PySpark Integration

pytd.spark.download_td_spark(spark_binary_version='2.11', version='latest', destination=None)[source]

Download a td-spark jar file from S3.

Parameters
  • spark_binary_version (str, default: '2.11') – Apache Spark binary version.

  • version (str, default: 'latest') – td-spark version.

  • destination (str, optional) – Where a downloaded jar file to be stored.

pytd.spark.fetch_td_spark_context(apikey=None, endpoint=None, td_spark_path=None, download_if_missing=True, spark_configs=None)[source]

Build TDSparkContext via td-pyspark.

Parameters
  • apikey (str, optional) – Treasure Data API key. If not given, a value of environment variable TD_API_KEY is used by default.

  • endpoint (str, optional) – Treasure Data API server. If not given, https://api.treasuredata.com is used by default. List of available endpoints is: https://support.treasuredata.com/hc/en-us/articles/360001474288-Sites-and-Endpoints

  • td_spark_path (str, optional) – Path to td-spark-assembly_x.xx-x.x.x.jar. If not given, seek a path TDSparkContextBuilder.default_jar_path() by default.

  • download_if_missing (bool, default: True) – Download td-spark if it does not exist at the time of initialization.

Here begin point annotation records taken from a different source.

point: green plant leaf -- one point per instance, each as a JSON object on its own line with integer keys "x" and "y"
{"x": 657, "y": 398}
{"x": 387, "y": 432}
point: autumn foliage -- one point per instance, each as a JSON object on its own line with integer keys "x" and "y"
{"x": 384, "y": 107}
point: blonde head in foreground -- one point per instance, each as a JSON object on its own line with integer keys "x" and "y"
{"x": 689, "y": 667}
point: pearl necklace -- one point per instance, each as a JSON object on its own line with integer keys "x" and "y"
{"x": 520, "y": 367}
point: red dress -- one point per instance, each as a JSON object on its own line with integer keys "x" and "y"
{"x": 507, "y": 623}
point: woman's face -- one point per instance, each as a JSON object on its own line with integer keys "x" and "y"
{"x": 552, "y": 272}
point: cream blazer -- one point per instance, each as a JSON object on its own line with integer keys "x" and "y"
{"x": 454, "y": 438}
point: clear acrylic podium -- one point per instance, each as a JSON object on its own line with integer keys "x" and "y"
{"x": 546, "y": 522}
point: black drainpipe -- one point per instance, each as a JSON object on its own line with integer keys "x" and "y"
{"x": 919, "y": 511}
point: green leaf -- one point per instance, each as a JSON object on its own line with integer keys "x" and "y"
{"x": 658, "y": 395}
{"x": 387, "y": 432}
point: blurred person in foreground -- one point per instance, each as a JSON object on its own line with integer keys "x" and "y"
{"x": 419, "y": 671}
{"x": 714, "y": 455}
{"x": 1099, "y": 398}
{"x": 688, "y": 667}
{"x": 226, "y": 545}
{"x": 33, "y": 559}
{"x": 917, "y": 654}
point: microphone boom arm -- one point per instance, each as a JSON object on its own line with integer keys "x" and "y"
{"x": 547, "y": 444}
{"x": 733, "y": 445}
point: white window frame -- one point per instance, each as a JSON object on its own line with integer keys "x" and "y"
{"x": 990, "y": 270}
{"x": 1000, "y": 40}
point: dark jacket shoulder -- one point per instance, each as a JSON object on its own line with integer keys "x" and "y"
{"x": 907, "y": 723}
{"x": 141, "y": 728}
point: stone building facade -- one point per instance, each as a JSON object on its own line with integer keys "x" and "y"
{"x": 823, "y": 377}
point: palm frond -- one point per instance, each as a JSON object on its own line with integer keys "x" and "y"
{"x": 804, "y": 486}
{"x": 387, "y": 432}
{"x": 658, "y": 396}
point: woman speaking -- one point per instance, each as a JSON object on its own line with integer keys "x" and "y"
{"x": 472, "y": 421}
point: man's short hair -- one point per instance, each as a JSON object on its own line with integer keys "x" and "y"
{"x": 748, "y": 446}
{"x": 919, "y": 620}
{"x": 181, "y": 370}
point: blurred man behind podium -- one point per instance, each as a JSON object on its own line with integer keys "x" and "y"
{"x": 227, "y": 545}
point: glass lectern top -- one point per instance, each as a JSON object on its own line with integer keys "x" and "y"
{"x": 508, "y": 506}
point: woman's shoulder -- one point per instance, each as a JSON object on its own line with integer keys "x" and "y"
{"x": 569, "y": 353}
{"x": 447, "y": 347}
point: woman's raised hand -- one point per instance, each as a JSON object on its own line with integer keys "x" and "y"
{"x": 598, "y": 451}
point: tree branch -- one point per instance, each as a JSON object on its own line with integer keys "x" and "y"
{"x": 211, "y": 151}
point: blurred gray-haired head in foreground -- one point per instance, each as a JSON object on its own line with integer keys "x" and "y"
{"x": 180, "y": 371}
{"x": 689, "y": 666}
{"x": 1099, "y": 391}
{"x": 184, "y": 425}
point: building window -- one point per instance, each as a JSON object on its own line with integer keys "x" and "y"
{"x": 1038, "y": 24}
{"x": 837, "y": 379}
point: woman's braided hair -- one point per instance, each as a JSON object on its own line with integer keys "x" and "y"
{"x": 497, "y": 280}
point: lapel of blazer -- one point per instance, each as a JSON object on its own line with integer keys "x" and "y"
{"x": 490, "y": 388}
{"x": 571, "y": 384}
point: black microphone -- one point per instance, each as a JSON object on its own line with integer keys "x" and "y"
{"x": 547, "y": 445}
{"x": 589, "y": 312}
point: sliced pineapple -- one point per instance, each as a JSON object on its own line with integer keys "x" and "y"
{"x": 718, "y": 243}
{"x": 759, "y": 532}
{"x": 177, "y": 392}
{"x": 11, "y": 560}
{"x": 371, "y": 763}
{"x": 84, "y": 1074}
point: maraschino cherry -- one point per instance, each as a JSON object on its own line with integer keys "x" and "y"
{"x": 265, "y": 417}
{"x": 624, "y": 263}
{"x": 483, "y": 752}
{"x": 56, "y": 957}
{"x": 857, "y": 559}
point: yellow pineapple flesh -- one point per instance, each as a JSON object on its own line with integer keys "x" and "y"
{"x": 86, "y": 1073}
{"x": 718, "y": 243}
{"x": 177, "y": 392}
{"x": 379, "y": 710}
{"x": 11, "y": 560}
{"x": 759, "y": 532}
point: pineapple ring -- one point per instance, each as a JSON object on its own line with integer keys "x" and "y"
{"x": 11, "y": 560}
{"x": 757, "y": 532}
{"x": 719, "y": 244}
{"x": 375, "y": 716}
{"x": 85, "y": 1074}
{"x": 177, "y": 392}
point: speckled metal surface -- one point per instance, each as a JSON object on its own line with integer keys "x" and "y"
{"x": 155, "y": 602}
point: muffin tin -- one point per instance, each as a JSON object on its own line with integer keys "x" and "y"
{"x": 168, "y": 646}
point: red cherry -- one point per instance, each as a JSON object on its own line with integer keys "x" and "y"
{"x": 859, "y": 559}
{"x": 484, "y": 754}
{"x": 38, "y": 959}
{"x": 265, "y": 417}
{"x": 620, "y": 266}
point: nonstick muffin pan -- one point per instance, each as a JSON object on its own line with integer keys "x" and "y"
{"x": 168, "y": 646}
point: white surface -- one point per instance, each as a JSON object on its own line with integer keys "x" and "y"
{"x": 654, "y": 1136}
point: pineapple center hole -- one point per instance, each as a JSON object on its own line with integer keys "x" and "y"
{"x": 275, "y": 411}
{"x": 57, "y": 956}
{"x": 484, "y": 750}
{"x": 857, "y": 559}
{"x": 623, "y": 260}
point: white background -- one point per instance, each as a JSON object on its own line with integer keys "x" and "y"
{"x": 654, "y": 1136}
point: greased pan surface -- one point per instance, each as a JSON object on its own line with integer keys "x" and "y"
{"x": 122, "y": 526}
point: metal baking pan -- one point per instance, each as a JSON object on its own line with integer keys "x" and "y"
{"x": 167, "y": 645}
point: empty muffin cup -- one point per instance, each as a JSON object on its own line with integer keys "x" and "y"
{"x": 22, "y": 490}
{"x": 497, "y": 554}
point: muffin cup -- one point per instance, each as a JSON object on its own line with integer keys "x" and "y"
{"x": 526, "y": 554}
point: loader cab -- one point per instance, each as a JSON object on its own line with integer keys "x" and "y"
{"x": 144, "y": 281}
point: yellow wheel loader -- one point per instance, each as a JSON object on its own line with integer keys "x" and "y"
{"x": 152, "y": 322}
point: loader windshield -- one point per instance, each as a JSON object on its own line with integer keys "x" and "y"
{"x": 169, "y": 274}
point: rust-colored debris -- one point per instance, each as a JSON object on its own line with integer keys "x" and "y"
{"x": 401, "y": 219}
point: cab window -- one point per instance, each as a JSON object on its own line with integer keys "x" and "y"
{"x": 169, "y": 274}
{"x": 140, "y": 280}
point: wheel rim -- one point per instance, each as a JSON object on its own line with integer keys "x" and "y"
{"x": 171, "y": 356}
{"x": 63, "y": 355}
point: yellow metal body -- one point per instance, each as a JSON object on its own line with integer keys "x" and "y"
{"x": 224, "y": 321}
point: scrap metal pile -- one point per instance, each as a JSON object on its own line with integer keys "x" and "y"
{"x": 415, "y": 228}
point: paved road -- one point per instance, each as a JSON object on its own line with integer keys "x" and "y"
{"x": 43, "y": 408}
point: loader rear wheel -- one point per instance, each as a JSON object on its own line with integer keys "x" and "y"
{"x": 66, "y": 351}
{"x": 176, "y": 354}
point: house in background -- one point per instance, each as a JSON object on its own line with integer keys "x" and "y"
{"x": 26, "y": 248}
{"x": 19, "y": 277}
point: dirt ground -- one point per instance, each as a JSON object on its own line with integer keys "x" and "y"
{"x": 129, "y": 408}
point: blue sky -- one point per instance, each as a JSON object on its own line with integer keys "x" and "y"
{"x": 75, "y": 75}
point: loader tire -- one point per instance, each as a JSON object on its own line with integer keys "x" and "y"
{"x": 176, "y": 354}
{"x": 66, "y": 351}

  • spark_configs (dict, optional) – Additional Spark configurations to be set via SparkConf’s set method.

Returns

Connection of td-spark

Return type

td_pyspark.TDSparkContext

td_pyspark.TDSparkContext

pytd.spark.fetch_td_spark_context() returns td_pyspark.TDSparkContext(). See the documentation below and sample usage on Google Colab for more information.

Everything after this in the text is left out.